El enemigo público número uno
John Dillinger, el infame gánster, fue llamado así por el FBI. Logró escapar dos veces de prisiones consideradas imposibles de fugar. Su plan fue simple pero brillante: talló una pistola falsa en madera y la pintó de negro con betún para zapatos. Los guardias creyeron que era real y lo dejaron salir. Sin embargo, meses después murió en un tiroteo con agentes del FBI.
La llave mágica
Andrew Rodger, Keith Rose y Matthew William trabajaban en el taller de metalurgia de la prisión, lo que les dio todo lo necesario para su plan. Como no podían pedir prestada la llave al guardia para copiarla, la fabricaron de memoria. La réplica abrió la puerta de su celda y luego solo necesitaron una pistola falsa y una escalera alta para escapar.
El instructor de yoga
Choi Gap Bok, conocido como el “Houdini coreano”, era un apasionado del yoga que logró salir por el pequeño hueco por donde los presos reciben la comida.

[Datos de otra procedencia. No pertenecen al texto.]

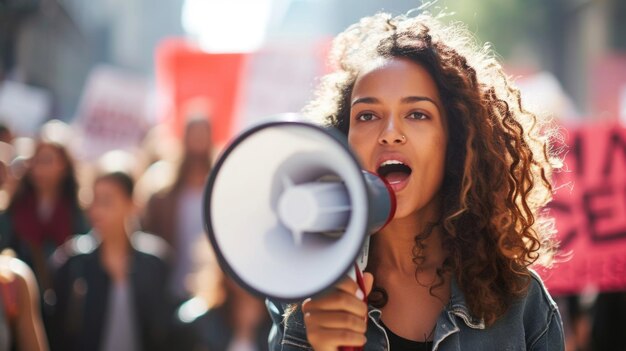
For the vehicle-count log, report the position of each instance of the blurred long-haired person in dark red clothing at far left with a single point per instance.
(44, 211)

Su libertad duró solo seis días, hasta que fue recapturado tras ser condenado por robo.

Los molestos tacones
Ronald Silva, traficante de drogas, fue ayudado por su esposa quien le introdujo ropa femenina, zapatos de tacón, lápiz labial y una gran peluca negra. Disfrazado de su propia esposa, salió caminando por la puerta de la prisión frente a los guardias. Ya en la parada de autobús, un policía notó su extraño andar con tacones y lo arrestó.
La mantequilla de maní
En 2017, presos en una prisión de Alabama untaron mantequilla de maní en una puerta para cubrir un mensaje y una señal. Cuando el guardia abrió la puerta, creyó que era la de una celda común, pero en realidad daba al patio. Los presos escaparon, aunque fueron recapturados en menos de 12 horas.
El Chapo
El narcotraficante mexicano sobornó a los guardias en su primera fuga, quienes lo sacaron en un camión de ropa sucia. Trece años después, al ser recapturado, se hizo cavar un túnel bajo la ducha de la prisión. El túnel tenía casi 2 kilómetros, con ventilación y luz. Dos años más tarde fue atrapado de nuevo y desde entonces sigue en prisión.